Java Tip 92: Use the JVM Profiler Interface for accurate timing

Improve performance analysis by measuring Java thread CPU time

The textbook approach to simple performance analysis is to call System.currentTimeMillis() before and after the code to be measured. This is comparable to using a stopwatch when testing GUI activity, and works fine if elapsed time is really what you want. The downside is that this approach may include much more than your code’s execution time. Time used by other processes on the system or time spent waiting for I/O can result in inaccurately high timing numbers.

Trouble with threads

Programming languages like C and Pascal must use operating system calls to get the CPU time spent by a thread or process. Java applications can do this too, by using native, and therefore unportable, methods. Unfortunately, the results for an OS thread may not be directly related to the executing Java thread. This is because the way Java threads are mapped to OS threads is entirely up to the JVM — and different JVMs use different strategies.

Some JVMs use green threads, which run all the Java threads in one native OS thread (a so-called n-to-one mapping). The HotSpot JVM uses native threads, which may execute in parallel on a multi-CPU machine. The fact that several threads are executing in parallel means that the sum of the CPU times may exceed the elapsed real time. On Solaris, Java threads are not bound permanently to the same native threads but are remapped by the scheduler (in an n-to-m mapping). So, getting the CPU time for the current native thread does not give you the time you want. Contrast this with the Blackdown port of the JDK 1.2 to Linux, where a thread is akin to a process (one-to-one mapping).

The result of the JVM successfully hiding the underlying machine and operating system means that the native information is often useless to Java programmers. Fortunately, each JVM knows how it maps threads, even if this detail is hidden from the application programmers. Java 2 introduced a new API — the Java Virtual Machine Profiler Interface (JVMPI) — that allows access to the necessary timing information.

The Profiler Interface

The JVMPI is a C interface to the JVM, where profilers may access the state of the JVM via an in-process native agent, and can be notified of interesting events like object allocations and method invocations. You can use the JVMPI with a frontend that provides a GUI, like commercial profilers OptimizeIt or JProbe, or the agent can simply dump the profiling information into a file like HPROF (see Resources for more information).
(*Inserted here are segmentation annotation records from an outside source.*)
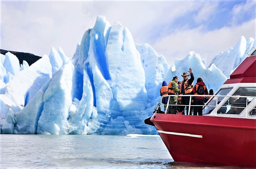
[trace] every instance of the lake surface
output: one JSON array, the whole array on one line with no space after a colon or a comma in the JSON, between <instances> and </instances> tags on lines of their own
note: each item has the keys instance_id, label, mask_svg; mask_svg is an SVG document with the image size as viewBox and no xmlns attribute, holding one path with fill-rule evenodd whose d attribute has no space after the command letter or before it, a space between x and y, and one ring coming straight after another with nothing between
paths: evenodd
<instances>
[{"instance_id":1,"label":"lake surface","mask_svg":"<svg viewBox=\"0 0 256 169\"><path fill-rule=\"evenodd\" d=\"M0 135L0 168L236 168L174 162L157 136Z\"/></svg>"}]
</instances>

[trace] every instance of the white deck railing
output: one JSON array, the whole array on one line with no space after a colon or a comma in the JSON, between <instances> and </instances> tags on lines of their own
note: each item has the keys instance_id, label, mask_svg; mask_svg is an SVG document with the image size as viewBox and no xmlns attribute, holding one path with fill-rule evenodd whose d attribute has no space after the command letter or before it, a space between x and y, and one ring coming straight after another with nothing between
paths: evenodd
<instances>
[{"instance_id":1,"label":"white deck railing","mask_svg":"<svg viewBox=\"0 0 256 169\"><path fill-rule=\"evenodd\" d=\"M184 97L184 96L189 96L189 104L188 105L185 105L184 104L179 104L178 105L173 105L170 104L167 104L164 105L164 104L162 103L162 100L165 97L168 97L168 103L169 103L169 101L170 99L170 96L173 97L174 95L168 95L166 96L162 96L160 99L160 101L159 101L159 103L157 105L157 107L155 109L155 110L158 110L158 108L160 107L161 110L162 110L164 108L164 113L166 114L167 112L167 110L168 110L168 108L169 106L171 106L172 105L174 106L189 106L189 109L188 110L188 112L190 112L190 110L191 108L193 108L193 106L202 106L203 107L203 112L204 111L204 110L205 110L206 109L207 109L207 107L212 107L213 108L211 109L210 110L212 110L212 111L213 111L214 110L215 110L215 111L216 112L216 115L217 116L217 114L226 114L228 112L228 111L227 110L228 109L229 109L228 110L230 110L231 108L242 108L243 109L240 113L240 114L241 112L243 111L243 110L244 109L246 109L246 118L247 117L247 116L248 114L248 109L251 111L252 110L256 110L256 102L254 102L254 101L255 100L255 98L256 98L256 96L230 96L230 95L175 95L176 96L179 96L179 97ZM210 98L210 99L207 101L207 102L205 103L205 105L194 105L193 104L191 104L191 100L192 99L192 97L195 96L201 96L202 97L204 96L211 96L211 98ZM218 101L218 98L220 97L222 98L221 100L220 100ZM243 107L241 107L239 106L231 106L232 104L229 104L229 99L232 98L247 98L246 99L246 103L245 102L244 103L236 103L235 104L239 105L239 104L241 104L241 105L244 105L245 106ZM249 99L250 101L248 101L248 99ZM214 102L215 101L215 104L214 105L209 105L209 103L210 103L212 102ZM254 103L254 104L250 104L251 102L253 101ZM227 103L227 102L228 104ZM232 104L233 104L233 103L232 103ZM226 105L224 105L225 104L226 104ZM248 105L248 104L249 105ZM250 105L250 106L249 106L248 105ZM185 106L186 107L186 106ZM217 108L216 110L215 110L216 108ZM226 112L226 113L218 113L218 111L220 110L221 107L224 107L227 110ZM186 111L187 110L186 110ZM211 111L211 112L212 111ZM255 115L256 116L256 114L254 115L253 114L252 115Z\"/></svg>"}]
</instances>

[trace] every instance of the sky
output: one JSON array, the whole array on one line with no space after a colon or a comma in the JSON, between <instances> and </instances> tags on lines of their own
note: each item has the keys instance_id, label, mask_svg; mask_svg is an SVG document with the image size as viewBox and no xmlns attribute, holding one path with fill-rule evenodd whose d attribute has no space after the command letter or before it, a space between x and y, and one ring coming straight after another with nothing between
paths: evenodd
<instances>
[{"instance_id":1,"label":"sky","mask_svg":"<svg viewBox=\"0 0 256 169\"><path fill-rule=\"evenodd\" d=\"M192 51L207 65L241 36L256 38L256 0L0 0L0 49L40 56L59 46L72 57L99 15L120 22L170 66Z\"/></svg>"}]
</instances>

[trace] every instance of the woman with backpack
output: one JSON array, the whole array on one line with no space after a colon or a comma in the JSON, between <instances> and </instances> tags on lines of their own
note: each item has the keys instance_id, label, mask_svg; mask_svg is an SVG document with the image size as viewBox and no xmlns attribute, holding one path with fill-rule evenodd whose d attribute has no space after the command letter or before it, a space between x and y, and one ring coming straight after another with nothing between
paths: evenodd
<instances>
[{"instance_id":1,"label":"woman with backpack","mask_svg":"<svg viewBox=\"0 0 256 169\"><path fill-rule=\"evenodd\" d=\"M207 88L201 78L197 79L196 84L194 87L192 93L192 94L195 95L208 95L209 94ZM204 97L202 96L195 96L194 97L194 105L200 105L194 106L193 115L197 115L198 112L198 115L202 115L202 106L204 105Z\"/></svg>"}]
</instances>

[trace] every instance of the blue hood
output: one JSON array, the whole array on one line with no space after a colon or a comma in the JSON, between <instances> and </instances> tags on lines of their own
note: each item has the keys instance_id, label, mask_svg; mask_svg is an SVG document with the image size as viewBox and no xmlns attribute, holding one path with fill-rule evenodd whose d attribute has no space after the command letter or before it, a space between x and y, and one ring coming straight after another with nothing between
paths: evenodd
<instances>
[{"instance_id":1,"label":"blue hood","mask_svg":"<svg viewBox=\"0 0 256 169\"><path fill-rule=\"evenodd\" d=\"M163 82L163 83L162 83L162 86L167 86L167 83L165 81L164 81Z\"/></svg>"}]
</instances>

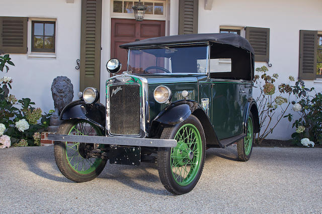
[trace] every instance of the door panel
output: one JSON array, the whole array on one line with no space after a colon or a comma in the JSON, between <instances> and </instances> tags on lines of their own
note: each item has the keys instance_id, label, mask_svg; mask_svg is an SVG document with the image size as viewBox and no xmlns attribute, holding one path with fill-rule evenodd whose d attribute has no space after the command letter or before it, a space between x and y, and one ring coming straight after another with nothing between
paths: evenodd
<instances>
[{"instance_id":1,"label":"door panel","mask_svg":"<svg viewBox=\"0 0 322 214\"><path fill-rule=\"evenodd\" d=\"M138 22L133 19L112 19L111 26L111 58L117 58L122 63L122 69L119 73L126 70L127 68L127 52L120 48L120 45L151 37L164 36L166 32L166 22L164 21ZM137 59L148 63L148 60L146 59L144 60Z\"/></svg>"},{"instance_id":2,"label":"door panel","mask_svg":"<svg viewBox=\"0 0 322 214\"><path fill-rule=\"evenodd\" d=\"M218 138L221 140L241 134L244 106L239 91L244 85L238 81L211 80L212 121Z\"/></svg>"}]
</instances>

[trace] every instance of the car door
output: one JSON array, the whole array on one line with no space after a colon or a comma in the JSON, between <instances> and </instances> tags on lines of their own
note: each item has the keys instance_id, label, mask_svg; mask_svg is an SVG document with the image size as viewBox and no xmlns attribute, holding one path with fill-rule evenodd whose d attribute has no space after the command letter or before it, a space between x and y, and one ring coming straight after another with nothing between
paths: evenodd
<instances>
[{"instance_id":1,"label":"car door","mask_svg":"<svg viewBox=\"0 0 322 214\"><path fill-rule=\"evenodd\" d=\"M219 140L241 133L243 111L241 111L239 80L211 79L212 125Z\"/></svg>"}]
</instances>

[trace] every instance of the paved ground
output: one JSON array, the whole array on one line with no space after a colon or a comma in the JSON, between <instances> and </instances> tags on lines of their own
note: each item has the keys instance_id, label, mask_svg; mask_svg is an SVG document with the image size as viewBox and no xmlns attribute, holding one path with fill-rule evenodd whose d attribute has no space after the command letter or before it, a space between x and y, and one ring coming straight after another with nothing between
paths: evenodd
<instances>
[{"instance_id":1,"label":"paved ground","mask_svg":"<svg viewBox=\"0 0 322 214\"><path fill-rule=\"evenodd\" d=\"M0 213L322 212L322 148L210 149L189 193L163 187L156 167L107 165L83 183L63 177L53 147L0 150Z\"/></svg>"}]
</instances>

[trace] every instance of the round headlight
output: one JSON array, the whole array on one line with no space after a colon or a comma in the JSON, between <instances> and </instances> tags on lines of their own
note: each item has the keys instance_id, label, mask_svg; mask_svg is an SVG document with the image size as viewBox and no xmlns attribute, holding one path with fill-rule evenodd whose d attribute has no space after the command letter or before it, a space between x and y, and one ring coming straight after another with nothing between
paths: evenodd
<instances>
[{"instance_id":1,"label":"round headlight","mask_svg":"<svg viewBox=\"0 0 322 214\"><path fill-rule=\"evenodd\" d=\"M87 104L93 103L98 100L100 96L96 88L91 87L85 88L83 92L83 98Z\"/></svg>"},{"instance_id":2,"label":"round headlight","mask_svg":"<svg viewBox=\"0 0 322 214\"><path fill-rule=\"evenodd\" d=\"M159 103L164 103L171 98L171 90L165 85L159 85L153 91L154 99Z\"/></svg>"},{"instance_id":3,"label":"round headlight","mask_svg":"<svg viewBox=\"0 0 322 214\"><path fill-rule=\"evenodd\" d=\"M122 68L122 64L117 59L111 59L106 64L106 69L110 73L117 73Z\"/></svg>"}]
</instances>

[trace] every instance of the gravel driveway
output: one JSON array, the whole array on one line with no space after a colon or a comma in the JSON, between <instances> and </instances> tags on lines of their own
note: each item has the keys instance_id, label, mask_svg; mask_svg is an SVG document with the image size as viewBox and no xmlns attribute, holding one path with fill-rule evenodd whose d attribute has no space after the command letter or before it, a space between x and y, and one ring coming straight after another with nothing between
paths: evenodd
<instances>
[{"instance_id":1,"label":"gravel driveway","mask_svg":"<svg viewBox=\"0 0 322 214\"><path fill-rule=\"evenodd\" d=\"M2 149L0 213L322 212L322 148L255 147L247 162L236 153L208 150L195 188L174 196L155 164L108 164L75 183L58 170L53 147Z\"/></svg>"}]
</instances>

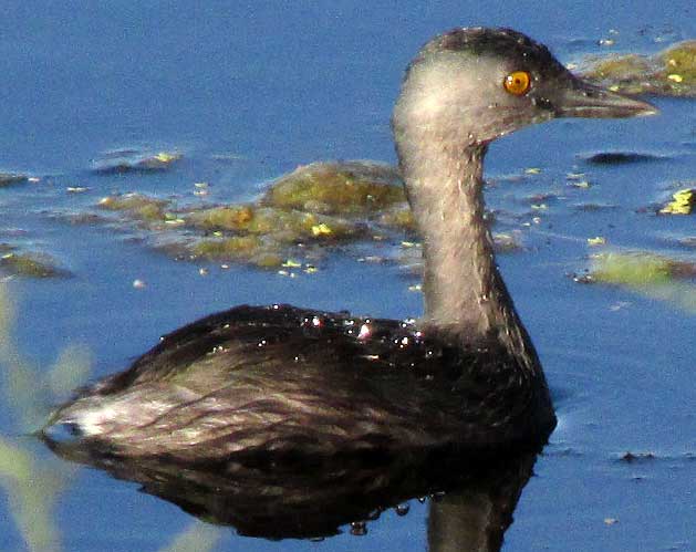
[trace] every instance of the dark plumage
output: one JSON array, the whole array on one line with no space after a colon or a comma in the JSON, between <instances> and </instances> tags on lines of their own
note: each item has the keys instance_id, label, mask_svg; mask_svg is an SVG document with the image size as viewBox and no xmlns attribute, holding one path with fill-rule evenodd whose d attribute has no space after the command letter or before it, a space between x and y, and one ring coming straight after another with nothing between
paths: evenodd
<instances>
[{"instance_id":1,"label":"dark plumage","mask_svg":"<svg viewBox=\"0 0 696 552\"><path fill-rule=\"evenodd\" d=\"M110 454L186 462L453 447L475 457L543 444L551 399L484 219L487 145L555 116L650 113L515 31L434 39L409 65L393 118L424 239L423 319L238 306L80 392L46 438L67 429Z\"/></svg>"}]
</instances>

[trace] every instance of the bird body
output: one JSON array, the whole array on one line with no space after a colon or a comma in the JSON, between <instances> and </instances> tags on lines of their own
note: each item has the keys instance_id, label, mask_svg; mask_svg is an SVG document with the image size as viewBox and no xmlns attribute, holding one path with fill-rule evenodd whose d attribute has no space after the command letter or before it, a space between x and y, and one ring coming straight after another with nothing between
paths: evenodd
<instances>
[{"instance_id":1,"label":"bird body","mask_svg":"<svg viewBox=\"0 0 696 552\"><path fill-rule=\"evenodd\" d=\"M46 438L62 428L110 454L186 462L538 447L555 417L495 262L482 200L488 144L558 116L654 112L578 80L516 31L435 38L409 65L392 119L424 242L423 317L288 305L214 314L79 392Z\"/></svg>"}]
</instances>

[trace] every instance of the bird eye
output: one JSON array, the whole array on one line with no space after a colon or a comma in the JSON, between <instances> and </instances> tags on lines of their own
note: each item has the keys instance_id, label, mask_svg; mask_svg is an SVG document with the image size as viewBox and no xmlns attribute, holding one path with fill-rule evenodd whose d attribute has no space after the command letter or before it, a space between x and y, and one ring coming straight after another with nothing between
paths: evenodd
<instances>
[{"instance_id":1,"label":"bird eye","mask_svg":"<svg viewBox=\"0 0 696 552\"><path fill-rule=\"evenodd\" d=\"M527 71L513 71L505 77L502 86L513 96L523 96L531 86L531 76Z\"/></svg>"}]
</instances>

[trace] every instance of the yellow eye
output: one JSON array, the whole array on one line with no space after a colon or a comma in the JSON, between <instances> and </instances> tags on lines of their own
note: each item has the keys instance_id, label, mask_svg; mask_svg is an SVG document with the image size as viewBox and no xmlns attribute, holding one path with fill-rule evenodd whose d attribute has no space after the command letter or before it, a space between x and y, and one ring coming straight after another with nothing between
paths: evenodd
<instances>
[{"instance_id":1,"label":"yellow eye","mask_svg":"<svg viewBox=\"0 0 696 552\"><path fill-rule=\"evenodd\" d=\"M505 77L502 85L513 96L523 96L531 86L531 76L527 71L513 71Z\"/></svg>"}]
</instances>

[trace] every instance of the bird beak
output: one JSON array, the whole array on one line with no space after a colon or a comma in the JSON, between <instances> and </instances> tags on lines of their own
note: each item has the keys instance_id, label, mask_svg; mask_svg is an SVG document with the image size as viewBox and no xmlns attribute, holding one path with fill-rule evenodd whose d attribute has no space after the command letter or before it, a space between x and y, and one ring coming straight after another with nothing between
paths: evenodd
<instances>
[{"instance_id":1,"label":"bird beak","mask_svg":"<svg viewBox=\"0 0 696 552\"><path fill-rule=\"evenodd\" d=\"M659 112L647 102L569 76L568 84L551 101L557 117L624 118L656 115Z\"/></svg>"}]
</instances>

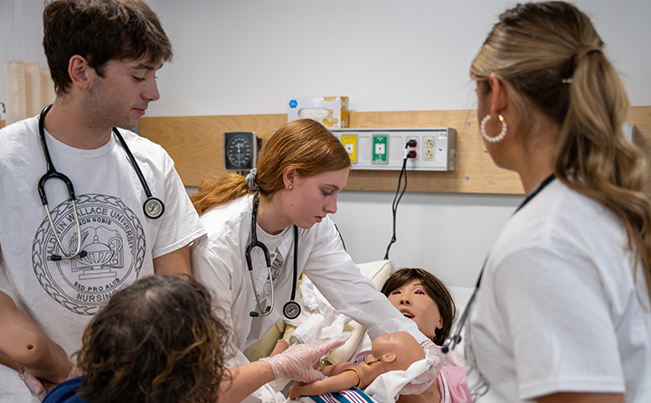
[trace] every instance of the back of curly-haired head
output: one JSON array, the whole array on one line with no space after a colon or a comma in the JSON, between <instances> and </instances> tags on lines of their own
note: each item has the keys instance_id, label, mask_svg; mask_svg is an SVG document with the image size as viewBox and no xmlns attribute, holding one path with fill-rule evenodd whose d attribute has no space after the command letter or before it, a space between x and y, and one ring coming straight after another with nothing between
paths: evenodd
<instances>
[{"instance_id":1,"label":"back of curly-haired head","mask_svg":"<svg viewBox=\"0 0 651 403\"><path fill-rule=\"evenodd\" d=\"M80 398L216 402L228 331L195 281L152 276L118 291L83 334Z\"/></svg>"},{"instance_id":2,"label":"back of curly-haired head","mask_svg":"<svg viewBox=\"0 0 651 403\"><path fill-rule=\"evenodd\" d=\"M422 268L401 268L387 278L382 286L382 293L388 297L392 291L411 280L420 281L420 286L425 289L425 293L439 306L442 326L436 330L433 342L435 344L441 345L452 328L452 321L457 314L457 308L448 287L439 277Z\"/></svg>"},{"instance_id":3,"label":"back of curly-haired head","mask_svg":"<svg viewBox=\"0 0 651 403\"><path fill-rule=\"evenodd\" d=\"M590 18L569 3L517 5L500 15L470 78L486 93L490 74L504 83L526 117L517 140L528 140L532 110L561 127L550 139L556 145L554 174L621 220L651 296L648 170L642 152L623 136L628 98L603 46Z\"/></svg>"}]
</instances>

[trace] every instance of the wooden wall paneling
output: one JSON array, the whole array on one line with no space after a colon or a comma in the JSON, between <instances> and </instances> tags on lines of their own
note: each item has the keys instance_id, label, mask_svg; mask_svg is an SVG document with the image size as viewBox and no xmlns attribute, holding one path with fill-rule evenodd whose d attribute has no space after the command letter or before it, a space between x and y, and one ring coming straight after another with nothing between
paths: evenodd
<instances>
[{"instance_id":1,"label":"wooden wall paneling","mask_svg":"<svg viewBox=\"0 0 651 403\"><path fill-rule=\"evenodd\" d=\"M636 144L651 161L651 107L631 108L627 121L637 127ZM167 150L185 185L198 186L223 172L223 132L250 130L264 139L286 122L285 114L143 117L139 134ZM409 171L408 191L523 193L517 174L496 167L485 151L475 110L351 112L350 126L457 129L456 170ZM346 189L395 191L398 174L398 171L353 170Z\"/></svg>"}]
</instances>

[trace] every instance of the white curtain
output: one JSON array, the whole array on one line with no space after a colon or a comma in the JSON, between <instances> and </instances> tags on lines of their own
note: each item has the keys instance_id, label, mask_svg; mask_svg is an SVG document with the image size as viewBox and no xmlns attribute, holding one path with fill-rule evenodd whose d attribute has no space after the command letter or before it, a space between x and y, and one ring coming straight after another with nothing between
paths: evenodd
<instances>
[{"instance_id":1,"label":"white curtain","mask_svg":"<svg viewBox=\"0 0 651 403\"><path fill-rule=\"evenodd\" d=\"M42 0L3 0L6 124L38 115L54 101L42 51Z\"/></svg>"}]
</instances>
Profilers are very good at identifying hot spots that need to be optimized. They work either by sampling or by instrumentation, meaning by tracing method invocations or by modifying class code on class loading. Sampling has little overhead but is very coarse-grained, whereas instrumentation has a significant overhead and may get in the way of optimization, especially because Java programs typically have many small methods.

A potential problem is that the profiler itself uses CPU and memory resources. The latter may affect execution of the program with respect to hardware caching and OS swapping of virtual memory, causing the timing information to get blurred. This is not a serious problem for profiling in which you are interested in the big picture and looking at relative figures, but if you want to microbenchmark JVMs, components, code snippets, or algorithms, you must choose another approach that has less overhead.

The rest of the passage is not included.